In the design of selective call or paging receivers it is desirable to prolong the operating time between battery charges or replacement. As the physical size of paging receivers has been reduced over the years, the size and electrical capacity of their batteries have also been reduced, potentially causing a corresponding reduction in the paging receiver's operating time. To compensate for the reduced battery capacity, development work has been directed towards reducing the power drain of all circuits in the paging receiver. This work has lead to the development of both low power circuit designs and to the development of sophisticated switching methods, or "battery saver techniques", whereby portions of the paging receiver are switched ON only for brief intervals and only when they are required to be on, as determined by the selective call coding protocal.
A paging receiver is usually powered from a one cell battery having a voltage in the range of 1.1 to 1.5 volts. Ideally, the paging receiver circuits are powered directly from the battery, however, some circuits will not operate at these low voltages and it becomes necessary to add a DC-DC converter to step-up the voltage. Because DC-DC converters are less than 100% efficient and they require larger and more expensive components as their load increases, it is desirable to operate as few circuits as possible from the DC-DC converter.
Paging receivers typically contain a selective signalling decoder to decode the information transmitted to the paging receiver. The decoder uses a crystal oscillator to provide accurate time base signals for its operation. CMOS microcomputers, which require the stepped-up voltage, are commonly used as decoders.
It is desirable that the paging receiver immediately generate a "turn on alert signal" upon the activation of the ON switch to inform the user that the battery is sufficiently charged and that the paging receiver is operating properly. The generation of this alert signal requires that the decoder oscillator start up as quickly as possible, for even a delay of one second between the activation of the ON switch and the generation of the alert signal has been demonstrated to be unacceptable to the users of paging receivers.
It is well understood in the art that the start up time of a crystal oscillator circuit is inversely proportional to both the bandwidth of the crystal and the gain of the oscillator circuit at the crystal frequency. The high Q or quality factor associated with quartz crystals results in very narrow crystal bandwidth and, therefore, potentially long start up times. Therefore, it is necessary to provide high circuit gain to achieve reasonable start up times. However, unless the circuit gain is reasonably predictable and stable, too high a circuit gain may cause the circuit to oscillate in an uncontrolled mode, or to oscillate at a spurious frequency associated with an undesired crystal response.
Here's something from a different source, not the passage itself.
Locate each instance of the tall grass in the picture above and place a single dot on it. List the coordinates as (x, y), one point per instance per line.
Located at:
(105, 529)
Presently, low power, low voltage oscillator circuits have been fabricated using CMOS integrated circuit technology, but these circuits have suffered from a number of deficiencies including highly variable power drain characteristics, low and inconsistent amplifier gains that cause unpredictable oscillator start up times, and the inability to resume oscillation under all supply voltage conditions when the power source is interrupted. These operational deficiencies are caused by the normal variations in the characteristics of transistors fabricated with conventional CMOS integrated circuit technology. In particular, the gain of CMOS amplifiers is inherently low when they are operated at low power supply voltages. This gain reduction is especially drastic when the power supply voltage is reduced to the lower end of the normal voltage range of a one cell battery, typically 1.1 volts.
To overcome these problems, many CMOS oscillators are intentionally left ON at all times, even when the paging receiver is turned OFF. This eliminates the variable start up time problem and only requires the oscillator to start when a new battery, with high terminal voltage, is placed in the paging receiver.